115 Stufen und ein kleines Pfädchen leiten zu einem Plateau, wo man Dank zwei Trittenheimer Winzern auf Schieferbänken sitzen und in Ruhe beobachten kann, was rundherum alles wächst, kreucht und flattert: Da sind Mauereidechsen, Weinbergschnecken und vor allem viele viele bunte Schmetterlinge. Wie schön. Aurorafalter, Kleiner Fuchs, Bläulinge und Widderchen! Sogar der seltenen Schwarzen Bär segelt in den sonnenverwöhnten Terrassen des Weinbergs herum.
Die wurzelechten Reben, die auf den winzigen Parzellen rund um das Felsmassiv stehen, sind mitunter so alt wie Methusalem. Pflanzjahr 1900. Allgegenwärtig ist der Duft von Wermut. Im Frühjahr wird das Schiefergestein goldgelb geflutet, wenn der bereits erwähnte Goldlack blüht. Eine Pflanze, die eigentlich Erysimum cheiri heißt und deren süßer Duft frühere Generationen bewog, sie den Veilchen zuzuordnen.
Die Legende erzählt, ein junger Amerika-Auswanderer namens Kornelius Fritsch habe 1897 die Goldlacksamen im Felsen verstreut. Die jährliche Blüte sollte eine wiederkehrende Erinnerung sein für die Menschen, die er in seinem Heimatdorf Trittenheim zurücklassen musste. Wo Goldlack wächst, sind auch Märchen nie weit. Aber wer weiß.
Ausflugsziel Schieferhöhle
Wer nun eine weitere Treppe hinter sich lässt, erreicht nach ein paar hundert Metern die Sarkophage der beiden Römer. Auch dort wurde ein Aussichtsplatz eingerichtet. Von dort ist es nicht mehr weit bis zu einer jederzeit zugänglichen Schieferhöhle. Dabei handelt sich natürlich nicht um die Attendorner Tropfsteinhöhle. Doch auch an diesem übersichtlichen Ort steht man immerhin in 350 Millionen Jahre Erdgeschichte. Und ein kleines Abenteuer ist so eine düstere Höhle allemal. Taschenlampe nicht vergessen!
Nach dem Abstecher führt die Route weiter über den Moselsteig-Seitensprung namens Moselachter zu dem bekanntesten Aussichtsplatz: der Zummethöhe. Ganz weit unten hat der Fluss einen sagenhaft schönen Bogen in die Topografie gegraben.

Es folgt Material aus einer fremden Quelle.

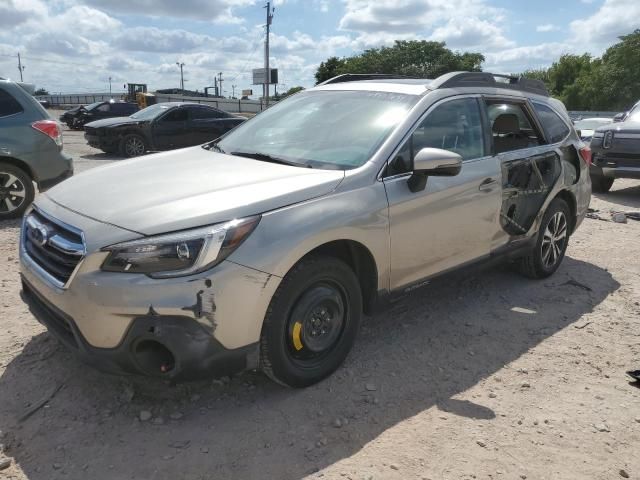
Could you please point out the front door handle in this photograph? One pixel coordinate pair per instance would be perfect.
(488, 184)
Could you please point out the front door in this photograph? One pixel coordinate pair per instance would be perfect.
(454, 219)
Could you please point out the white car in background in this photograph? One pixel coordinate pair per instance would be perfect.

Straußwirtschaft oder Moselfischer?
Für diejenigen, die nicht so sehr aufs Wandern stehen, gibt es die Trittenheimer Apotheke ja in flüssiger Form. Anlaufpunkte sind die Restaurants, Weingüter oder Straußwirtschaften im Ort. Die Clüsseraths, die Eifels, die Bolligs, die Schmitts, die Hermes – sie alle ernten in diesem Weinberg.
Nicht so Thomas Weber. Seines Zeichens einer der wenigen verblieben Berufsfischer an der Mosel. In seinem Restaurant Zum Moselfischer in Trittenheim können Gäste Überraschungs-Menüs mit Zander, Wels, Flusskrebsen oder Barsch aus den eigenen Fängen genießen. Mit Weinbegleitung, versteht sich.
Ein nicht alltägliches Erlebnis sind die buchbaren Touren auf der Mosel. Dabei haben Interessierte die Gelegenheit, dem Fischwirtschaftsmeister bei der Arbeit zuzuschauen. Am „Tag mit dem Moselfischer” geht es mit zwei Booten auf den Fluss. Es wird zum Beispiel gezeigt, wie Netze und Reusen gestellt und gehoben werden, unterwegs lernt man allerhand über das Ökosystem Mosel. Viele hören zum Beispiel zum ersten Mal über das wundersame Leben der Aale, die ausschließlich in der 6000 Kilometer entfernten Sargassosee laichen.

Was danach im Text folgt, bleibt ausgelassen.